This military base is where the IDF trains in urban warfare
Located inside the larger Tze’elim Training Base, the UWTC simulates a maze of a multi-story Arab urban environment.
Fans of Fauda may recognize something familiar about the Tze’elim Urban Warfare Training Center (UWTC) in the western Negev Desert near Kibbutz Tze’elim. The base – where IDF infantry and commanders train in the type of house-to-house and subterranean combat expected in the Gaza Strip but also in the West Bank, southern Lebanon and other Middle East theaters – was used as a set for the hit TV series. But while fauda means “chaos” in Arabic, the disarray here in this sprawling 24-hectare base has been finely calibrated to accustom troops to real-life conditions of Arab cities and villages.
Located inside the larger Tze’elim Training Base, the UWTC simulates a maze of a multi-story Arab urban environment. Established in 2005 as a response to the challenges of the Second Intifada of 2000-2005, it was built at a cost of $45 million.
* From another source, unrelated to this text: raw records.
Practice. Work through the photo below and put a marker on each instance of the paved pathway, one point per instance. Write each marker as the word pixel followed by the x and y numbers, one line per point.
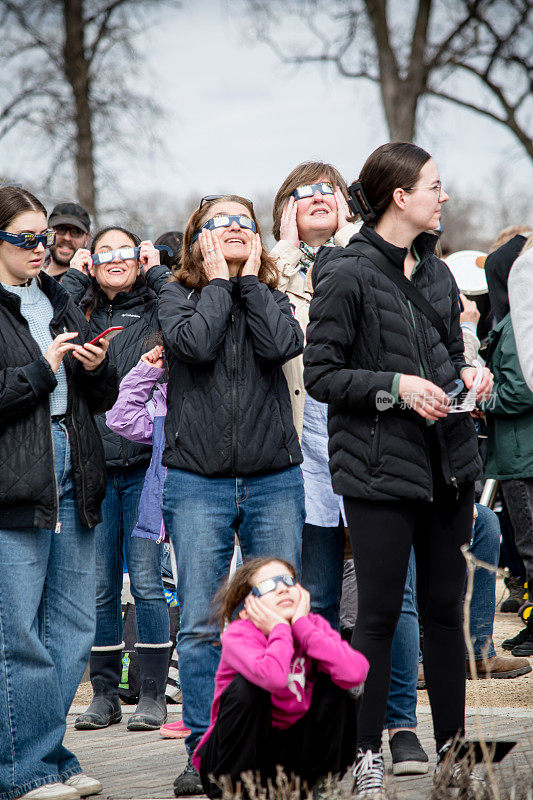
pixel 143 765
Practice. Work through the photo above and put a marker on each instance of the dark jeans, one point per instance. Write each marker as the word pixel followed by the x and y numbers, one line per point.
pixel 323 741
pixel 382 535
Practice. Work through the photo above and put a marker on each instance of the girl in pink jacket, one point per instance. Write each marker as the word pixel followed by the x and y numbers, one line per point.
pixel 284 686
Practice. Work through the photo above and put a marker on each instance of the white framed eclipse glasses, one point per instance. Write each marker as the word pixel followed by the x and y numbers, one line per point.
pixel 309 189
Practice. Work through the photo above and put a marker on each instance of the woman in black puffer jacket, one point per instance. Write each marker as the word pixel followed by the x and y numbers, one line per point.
pixel 123 292
pixel 232 450
pixel 405 466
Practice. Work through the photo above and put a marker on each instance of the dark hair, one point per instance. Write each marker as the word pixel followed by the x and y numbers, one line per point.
pixel 89 300
pixel 307 172
pixel 15 201
pixel 174 240
pixel 191 271
pixel 393 165
pixel 231 594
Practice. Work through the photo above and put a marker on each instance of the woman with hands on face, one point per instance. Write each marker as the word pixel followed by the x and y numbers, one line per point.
pixel 114 286
pixel 232 453
pixel 52 483
pixel 311 210
pixel 282 688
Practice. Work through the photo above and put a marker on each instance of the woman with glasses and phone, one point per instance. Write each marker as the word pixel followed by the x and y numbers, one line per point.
pixel 52 483
pixel 384 349
pixel 282 688
pixel 311 210
pixel 232 453
pixel 116 284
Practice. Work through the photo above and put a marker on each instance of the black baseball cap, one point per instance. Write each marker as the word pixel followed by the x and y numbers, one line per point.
pixel 70 214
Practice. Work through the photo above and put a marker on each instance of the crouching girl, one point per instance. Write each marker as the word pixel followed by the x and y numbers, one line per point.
pixel 281 688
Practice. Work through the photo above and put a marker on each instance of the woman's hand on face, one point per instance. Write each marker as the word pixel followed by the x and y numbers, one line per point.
pixel 91 355
pixel 149 256
pixel 253 263
pixel 303 607
pixel 261 615
pixel 484 390
pixel 470 312
pixel 58 348
pixel 214 262
pixel 82 260
pixel 154 357
pixel 288 229
pixel 343 209
pixel 428 400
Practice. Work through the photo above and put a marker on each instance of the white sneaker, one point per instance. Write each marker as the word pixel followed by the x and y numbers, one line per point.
pixel 84 785
pixel 52 791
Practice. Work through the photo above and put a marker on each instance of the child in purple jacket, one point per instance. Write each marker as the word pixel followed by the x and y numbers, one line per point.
pixel 282 688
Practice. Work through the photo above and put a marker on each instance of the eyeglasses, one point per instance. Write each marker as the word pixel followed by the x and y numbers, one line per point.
pixel 209 197
pixel 28 241
pixel 224 221
pixel 124 254
pixel 68 230
pixel 269 585
pixel 309 189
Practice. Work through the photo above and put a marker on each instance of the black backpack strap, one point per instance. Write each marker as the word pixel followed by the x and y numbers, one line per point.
pixel 384 265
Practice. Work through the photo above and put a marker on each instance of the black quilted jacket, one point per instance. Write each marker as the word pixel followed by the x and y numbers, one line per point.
pixel 136 311
pixel 28 495
pixel 229 411
pixel 360 334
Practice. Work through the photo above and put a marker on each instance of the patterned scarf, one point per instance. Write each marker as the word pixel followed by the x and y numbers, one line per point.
pixel 309 254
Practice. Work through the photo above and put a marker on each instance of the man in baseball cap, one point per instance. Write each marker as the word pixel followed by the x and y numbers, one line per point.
pixel 72 225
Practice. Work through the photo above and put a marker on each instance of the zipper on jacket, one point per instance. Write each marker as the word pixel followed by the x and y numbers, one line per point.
pixel 233 396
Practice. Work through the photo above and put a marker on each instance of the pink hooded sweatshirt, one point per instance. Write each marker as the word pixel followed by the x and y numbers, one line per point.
pixel 280 664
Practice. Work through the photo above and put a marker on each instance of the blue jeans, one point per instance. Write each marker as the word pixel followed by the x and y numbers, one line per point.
pixel 322 562
pixel 202 516
pixel 401 705
pixel 47 622
pixel 120 511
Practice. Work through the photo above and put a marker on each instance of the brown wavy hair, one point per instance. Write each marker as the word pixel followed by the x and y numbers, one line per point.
pixel 307 172
pixel 233 593
pixel 191 272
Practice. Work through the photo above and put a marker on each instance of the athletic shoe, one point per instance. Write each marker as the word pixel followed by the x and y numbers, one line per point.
pixel 51 791
pixel 84 785
pixel 369 775
pixel 408 755
pixel 188 782
pixel 174 730
pixel 500 667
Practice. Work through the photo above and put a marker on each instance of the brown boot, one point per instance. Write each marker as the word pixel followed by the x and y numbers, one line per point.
pixel 500 667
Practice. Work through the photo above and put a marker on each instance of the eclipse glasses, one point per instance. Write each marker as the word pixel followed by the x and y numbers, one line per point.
pixel 29 240
pixel 124 254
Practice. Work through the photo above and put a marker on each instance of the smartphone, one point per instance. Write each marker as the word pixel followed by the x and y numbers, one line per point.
pixel 109 334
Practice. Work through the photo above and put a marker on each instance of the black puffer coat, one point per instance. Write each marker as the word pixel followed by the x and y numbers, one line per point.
pixel 229 411
pixel 360 335
pixel 136 311
pixel 28 495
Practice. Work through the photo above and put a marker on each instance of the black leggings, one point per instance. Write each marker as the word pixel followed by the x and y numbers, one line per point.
pixel 381 535
pixel 323 741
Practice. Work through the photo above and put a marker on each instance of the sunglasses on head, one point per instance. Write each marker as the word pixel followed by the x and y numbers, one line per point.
pixel 269 585
pixel 309 189
pixel 224 221
pixel 124 254
pixel 29 240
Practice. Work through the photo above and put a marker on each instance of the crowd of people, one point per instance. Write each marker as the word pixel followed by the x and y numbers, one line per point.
pixel 322 414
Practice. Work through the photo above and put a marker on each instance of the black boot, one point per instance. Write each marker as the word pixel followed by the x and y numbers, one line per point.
pixel 151 712
pixel 105 669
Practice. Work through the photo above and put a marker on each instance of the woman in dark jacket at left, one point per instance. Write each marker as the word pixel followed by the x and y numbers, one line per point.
pixel 232 450
pixel 117 285
pixel 52 482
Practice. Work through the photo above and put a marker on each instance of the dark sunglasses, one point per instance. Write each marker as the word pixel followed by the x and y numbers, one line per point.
pixel 269 585
pixel 29 240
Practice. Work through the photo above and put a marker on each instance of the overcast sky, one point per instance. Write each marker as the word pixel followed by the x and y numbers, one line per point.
pixel 238 120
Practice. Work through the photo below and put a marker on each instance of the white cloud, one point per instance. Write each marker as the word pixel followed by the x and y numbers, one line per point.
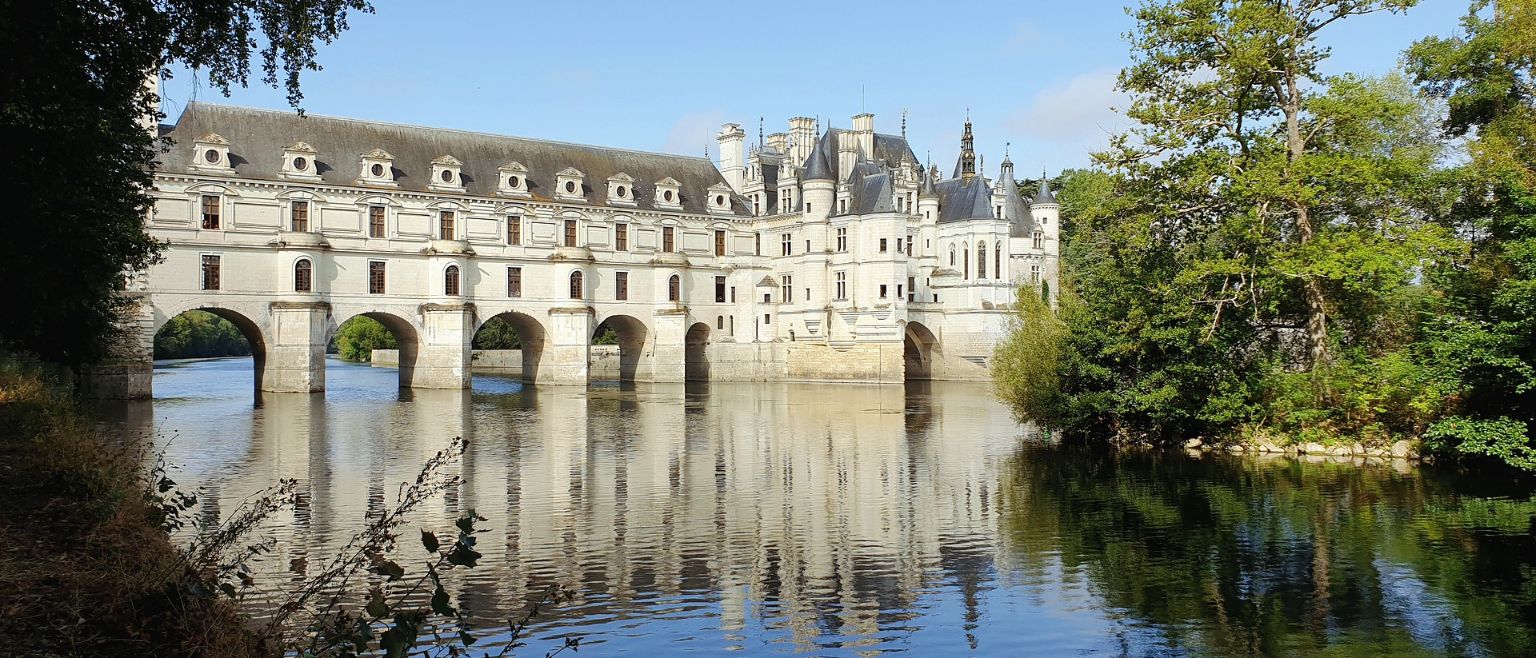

How the IDF simulates urban warfare in Palestinian towns
The warren of 600 structures includes garbage-strewn streets, storefronts, schools, houses, shacks, an eight-story apartment block, and mosques. The muezzin’s call blares from the minarets, which are illuminated with green Islamic lights. Garages advertise cars for sale. Jeeps patrol the dusty streets. Holes blown in walls allow soldiers to avoid entering a building via the doorway – which may have been booby-trapped. It’s all an eerie Potemkin village.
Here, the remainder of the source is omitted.